To use the built-in Due RTC, the board must have a 32.768 kHz xtal installed. Mine did not have that, so I soldered an available one in.
Using the Markus Lange demo software as a basis, I ran the RTC, printing the computer timestamp and the RTC time in the serial monitor at ~1 min intervals. It showed a slow drift of the RTC of about 18 seconds per 24 h, but, strangely, around 5:00 at night, a rapid jump of maximum about 4 minutes . After that, the slow drift continued. The next night, at around the same time, a similar jump occurred, but this time it was about 23 minutes! (and then the slow drift again) Neither jump was instantaneous (as one would expect, for instance ,in case of a numerical overflow), but the first one took about 1 hour, the second about 3 hours. I tried to include a graph of the difference between the timestamp and the RTC readings.
Any explanations??
Are you sure is is not your PC correcting itself? Windows can fetch the time from the internet to stay synced.

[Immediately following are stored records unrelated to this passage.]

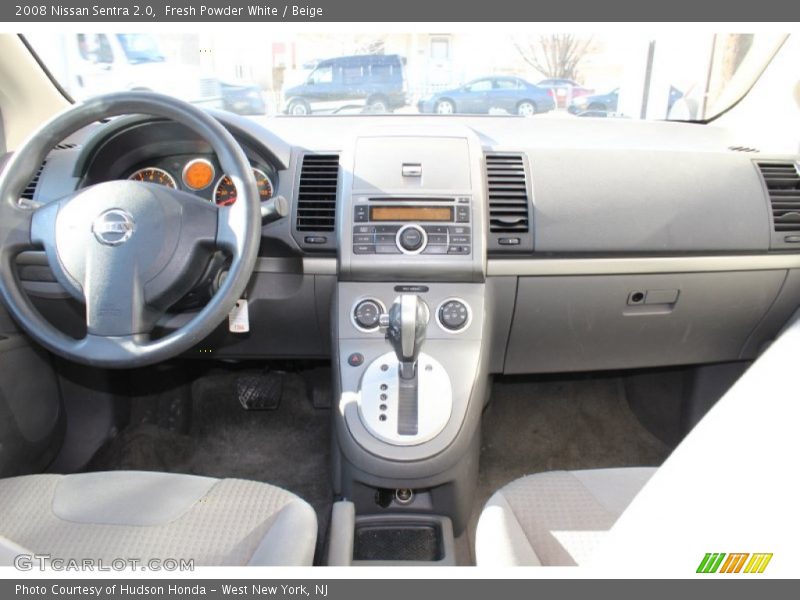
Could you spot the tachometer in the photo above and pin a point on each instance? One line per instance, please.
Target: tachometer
(225, 191)
(154, 175)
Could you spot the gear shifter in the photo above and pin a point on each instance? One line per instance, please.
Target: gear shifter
(407, 322)
(405, 329)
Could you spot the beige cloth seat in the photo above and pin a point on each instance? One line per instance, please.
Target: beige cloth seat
(147, 515)
(556, 518)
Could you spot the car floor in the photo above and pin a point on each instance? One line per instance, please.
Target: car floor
(531, 424)
(288, 447)
(534, 424)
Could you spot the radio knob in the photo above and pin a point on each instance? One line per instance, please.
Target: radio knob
(367, 314)
(453, 315)
(411, 238)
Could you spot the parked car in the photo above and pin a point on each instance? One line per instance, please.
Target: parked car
(564, 90)
(481, 96)
(242, 98)
(373, 82)
(601, 105)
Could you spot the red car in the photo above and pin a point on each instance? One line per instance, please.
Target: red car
(564, 91)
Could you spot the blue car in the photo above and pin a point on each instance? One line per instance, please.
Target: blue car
(489, 94)
(601, 105)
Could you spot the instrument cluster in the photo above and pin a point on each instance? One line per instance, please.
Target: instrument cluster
(201, 176)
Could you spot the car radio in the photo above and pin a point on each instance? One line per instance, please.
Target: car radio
(389, 225)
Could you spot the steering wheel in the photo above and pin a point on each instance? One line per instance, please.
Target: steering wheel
(127, 249)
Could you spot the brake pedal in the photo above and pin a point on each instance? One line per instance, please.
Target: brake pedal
(260, 391)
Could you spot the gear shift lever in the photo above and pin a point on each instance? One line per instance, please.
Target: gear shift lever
(408, 319)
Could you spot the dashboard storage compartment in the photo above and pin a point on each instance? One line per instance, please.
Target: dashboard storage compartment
(593, 322)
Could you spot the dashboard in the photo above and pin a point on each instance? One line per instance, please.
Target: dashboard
(601, 243)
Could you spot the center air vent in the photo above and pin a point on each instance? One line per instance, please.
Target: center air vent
(783, 185)
(510, 204)
(316, 196)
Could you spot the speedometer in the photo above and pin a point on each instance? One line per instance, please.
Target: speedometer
(225, 191)
(154, 175)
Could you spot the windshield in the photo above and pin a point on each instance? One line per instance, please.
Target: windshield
(686, 76)
(139, 48)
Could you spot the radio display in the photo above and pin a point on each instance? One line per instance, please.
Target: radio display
(411, 213)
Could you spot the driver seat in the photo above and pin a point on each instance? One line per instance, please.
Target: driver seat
(149, 515)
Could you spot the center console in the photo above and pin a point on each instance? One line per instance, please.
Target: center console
(411, 370)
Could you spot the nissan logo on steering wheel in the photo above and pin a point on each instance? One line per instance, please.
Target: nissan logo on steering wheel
(113, 227)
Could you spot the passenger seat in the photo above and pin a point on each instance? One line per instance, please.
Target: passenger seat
(556, 518)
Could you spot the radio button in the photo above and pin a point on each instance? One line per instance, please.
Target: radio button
(453, 315)
(366, 314)
(411, 238)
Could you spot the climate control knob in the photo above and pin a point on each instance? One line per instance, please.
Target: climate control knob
(453, 315)
(367, 314)
(412, 239)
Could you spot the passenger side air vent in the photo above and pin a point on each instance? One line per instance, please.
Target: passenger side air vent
(783, 185)
(510, 205)
(30, 190)
(316, 196)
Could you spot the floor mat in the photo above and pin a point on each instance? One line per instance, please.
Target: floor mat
(536, 424)
(288, 447)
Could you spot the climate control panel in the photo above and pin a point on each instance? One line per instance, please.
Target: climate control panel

The PC is on automatic correction. It synced itself by less than a second around 20:00 the first evening, and I manually synced it the next afternoon. Again, the correction was less than a second.
But, the problem is solved: the room temperature dropped during the night, and the Xtal could no longer force the free-running oscillator to sync, so this oscillator took over. I verified with a second Due, cooling it to 10 C. Perhaps the low tolerance to temperature variations is due to my Xtals not being the original type.